Escritora tinha 61 anos Ulf Andersen/Getty Images
Morreu na tarde deste sábado, vítima de cancro, aos 61 anos, a escritora madrilena Almudena Grandes. Autora do romance As Idades de Lulu, há muito tido como um clássico moderno da literatura erótica, Almudena Grandes empenhou-se nas últimas décadas a escavar a História do franquismo, desenterrando vários episódios desconhecidos, que parecem ter ficado escondidos sob os escombros da guerra.
Morreu na tarde deste sábado, vítima de cancro, aos 61 anos, a escritora madrilena Almudena Grandes, segundo noticiou o diário El País. Formada em História, estreou-se na literatura em 1989 com o romance As Idades de Lulu, há muito tido como um clássico moderno da literatura erótica, um enorme êxito de vendas e da crítica numa sociedade que se queria livrar de vez do moralismo e do cinzentismo franquista — romance adaptado ao cinema por Bigas Luna, em filme homónimo. Outras das suas produções literárias tiveram também adaptação cinematográfica, entre elas o romance Malena es un nombre de tango (original de 1994).
No entanto, há mais de uma década que Almudena Grandes vinha escavando a História do franquismo, desenterrando vários episódios desconhecidos, que parecem ter ficado escondidos sob os escombros da guerra, e dando voz aos perdedores, àqueles que foram propositadamente esquecidos. Partindo da ideia metafórica de que a Guerra Civil de Espanha “não terminou onde parece”, Almudena Grandes — uma das mais reconhecidas escritoras espanholas — foi dissecando acontecimentos que ficaram ocultos pela versão oficial da História espanhola do pós-guerra e do franquismo. Com esse material encontrado, começou a escrever uma série de romances a que chamou “Episódios de Uma Guerra Interminável”, que se iniciou em 2010 com a publicação de Inés y la Alegria, ao qual se seguiram El Lector de Julio Verne (2012), As Tres Bodas de Manolita (2014) e Os Doentes do Doutor García — o único traduzido em português e publicado em 2020 pela Porto Editora. Mais recentemente, foi publicado em Espanha o último desses volumes, La Madre de Frankenstein, que completa uma espécie de fresco histórico sobre a atmosfera de um país em guerra e depois, também, nos tempos do pós-guerra.
Misturando personagens reais e ficcionais, a escritora madrilena foi tecendo uma rede de ligações que ajuda a dissipar as névoas sobre as cicatrizes deixadas pela guerra. Em Os Doentes do Doutor García, por exemplo, Almudena Grandes partiu do facto da existência real de uma rede de evasão de criminosos de guerra nazis em trânsito por Espanha a caminho da Argentina de Perón.

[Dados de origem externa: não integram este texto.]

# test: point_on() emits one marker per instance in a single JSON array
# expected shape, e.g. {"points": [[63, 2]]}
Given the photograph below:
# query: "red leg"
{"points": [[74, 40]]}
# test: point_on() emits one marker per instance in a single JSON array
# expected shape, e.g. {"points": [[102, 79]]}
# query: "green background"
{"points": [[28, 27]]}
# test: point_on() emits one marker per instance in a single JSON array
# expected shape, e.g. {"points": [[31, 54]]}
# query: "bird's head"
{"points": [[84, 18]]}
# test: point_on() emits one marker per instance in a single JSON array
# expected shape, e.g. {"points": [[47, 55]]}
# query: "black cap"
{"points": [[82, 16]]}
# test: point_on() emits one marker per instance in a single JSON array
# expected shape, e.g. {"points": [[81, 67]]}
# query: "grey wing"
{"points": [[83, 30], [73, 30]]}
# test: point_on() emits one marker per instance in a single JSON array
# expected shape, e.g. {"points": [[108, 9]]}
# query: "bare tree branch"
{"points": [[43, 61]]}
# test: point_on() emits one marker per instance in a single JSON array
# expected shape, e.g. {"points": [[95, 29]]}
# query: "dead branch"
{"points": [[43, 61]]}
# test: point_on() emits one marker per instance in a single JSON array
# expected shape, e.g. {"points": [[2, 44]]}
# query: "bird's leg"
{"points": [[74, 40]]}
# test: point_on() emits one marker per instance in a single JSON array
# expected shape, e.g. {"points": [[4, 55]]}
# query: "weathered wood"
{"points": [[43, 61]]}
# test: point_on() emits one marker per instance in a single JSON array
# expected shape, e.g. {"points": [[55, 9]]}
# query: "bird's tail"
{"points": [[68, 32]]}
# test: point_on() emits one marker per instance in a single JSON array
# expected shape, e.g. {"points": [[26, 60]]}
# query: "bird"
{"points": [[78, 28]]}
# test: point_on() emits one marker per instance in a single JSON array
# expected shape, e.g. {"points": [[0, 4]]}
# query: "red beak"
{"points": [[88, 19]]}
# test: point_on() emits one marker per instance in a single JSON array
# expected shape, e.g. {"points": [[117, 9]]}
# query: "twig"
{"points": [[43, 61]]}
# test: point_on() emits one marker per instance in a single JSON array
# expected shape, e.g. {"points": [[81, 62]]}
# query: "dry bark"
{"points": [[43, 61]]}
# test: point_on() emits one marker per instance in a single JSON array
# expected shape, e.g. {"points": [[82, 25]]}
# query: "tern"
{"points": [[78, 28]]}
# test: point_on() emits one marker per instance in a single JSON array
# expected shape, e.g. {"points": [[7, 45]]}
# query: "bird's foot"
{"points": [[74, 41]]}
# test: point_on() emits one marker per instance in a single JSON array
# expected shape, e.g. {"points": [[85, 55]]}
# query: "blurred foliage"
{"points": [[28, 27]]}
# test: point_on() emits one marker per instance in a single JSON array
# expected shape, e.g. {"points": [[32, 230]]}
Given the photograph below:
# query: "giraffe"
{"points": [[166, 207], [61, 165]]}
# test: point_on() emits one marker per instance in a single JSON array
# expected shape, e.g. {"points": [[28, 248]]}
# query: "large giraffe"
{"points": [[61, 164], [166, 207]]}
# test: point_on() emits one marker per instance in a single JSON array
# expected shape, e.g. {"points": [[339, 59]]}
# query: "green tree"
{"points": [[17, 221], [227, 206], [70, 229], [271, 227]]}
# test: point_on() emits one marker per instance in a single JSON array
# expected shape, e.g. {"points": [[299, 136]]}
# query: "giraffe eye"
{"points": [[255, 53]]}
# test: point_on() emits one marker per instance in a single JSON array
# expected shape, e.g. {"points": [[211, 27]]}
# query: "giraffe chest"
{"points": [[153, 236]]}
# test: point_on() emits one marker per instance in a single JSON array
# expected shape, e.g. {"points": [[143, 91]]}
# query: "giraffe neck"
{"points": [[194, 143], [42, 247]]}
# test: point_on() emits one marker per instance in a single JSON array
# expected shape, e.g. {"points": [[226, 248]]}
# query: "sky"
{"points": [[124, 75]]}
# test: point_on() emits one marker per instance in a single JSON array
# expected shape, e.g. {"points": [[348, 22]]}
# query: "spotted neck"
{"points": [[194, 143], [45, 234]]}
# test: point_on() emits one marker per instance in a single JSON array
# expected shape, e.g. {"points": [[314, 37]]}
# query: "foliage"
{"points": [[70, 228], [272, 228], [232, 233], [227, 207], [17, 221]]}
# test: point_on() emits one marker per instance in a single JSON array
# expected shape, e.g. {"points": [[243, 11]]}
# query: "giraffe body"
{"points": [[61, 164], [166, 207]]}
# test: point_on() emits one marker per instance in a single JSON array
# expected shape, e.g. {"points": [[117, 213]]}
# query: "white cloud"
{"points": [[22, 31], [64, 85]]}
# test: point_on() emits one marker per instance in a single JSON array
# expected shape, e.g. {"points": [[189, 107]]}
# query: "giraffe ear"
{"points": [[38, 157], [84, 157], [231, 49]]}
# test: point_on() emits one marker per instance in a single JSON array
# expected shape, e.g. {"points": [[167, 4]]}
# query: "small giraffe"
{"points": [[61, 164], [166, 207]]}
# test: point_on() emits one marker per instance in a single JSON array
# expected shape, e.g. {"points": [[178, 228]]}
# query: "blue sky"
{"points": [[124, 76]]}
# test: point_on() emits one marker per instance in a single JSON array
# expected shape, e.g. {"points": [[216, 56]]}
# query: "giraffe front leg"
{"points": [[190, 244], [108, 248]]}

A escritora confessou que teve conhecimento desta rede por mero acaso, ao encontrar algures um pequeno livro. A sua curiosidade de historiadora, aliada ao talento dos grandes romancistas para arquitectar uma trama narrativa quase irrepreensível, deram vida literária a esta organização clandestina dirigida sabiamente por uma poderosa mulher de nacionalidades espanhola e alemã, Clara Stauffer, com ligações à elite da ditadura franquista e à elite peronista de Buenos Aires. Durante cerca de uma década foram muitos os nazis ajudados por esta personagem contraditória, que lhes arranjava novas identidades e, em muitos casos, encontrava maneira destes criminosos de guerra nazis recomeçarem a vida em Espanha ou na Argentina. As ligações de Clara Stauffer ao regime de Franco eram óbvias.
Nesta série de romances, Almudena Grandes arquitecta de maneira magistral narrativas complexas que procuram dar voz aos perdedores, aos desesperançados e aos clandestinos republicanos. Como a própria referiu em entrevista ao PÚBLICO no ano passado, com estes romances quis “agradecer o empenho e o heroísmo de umas quantas pessoas a quem o Estado espanhol ainda não agradeceu”.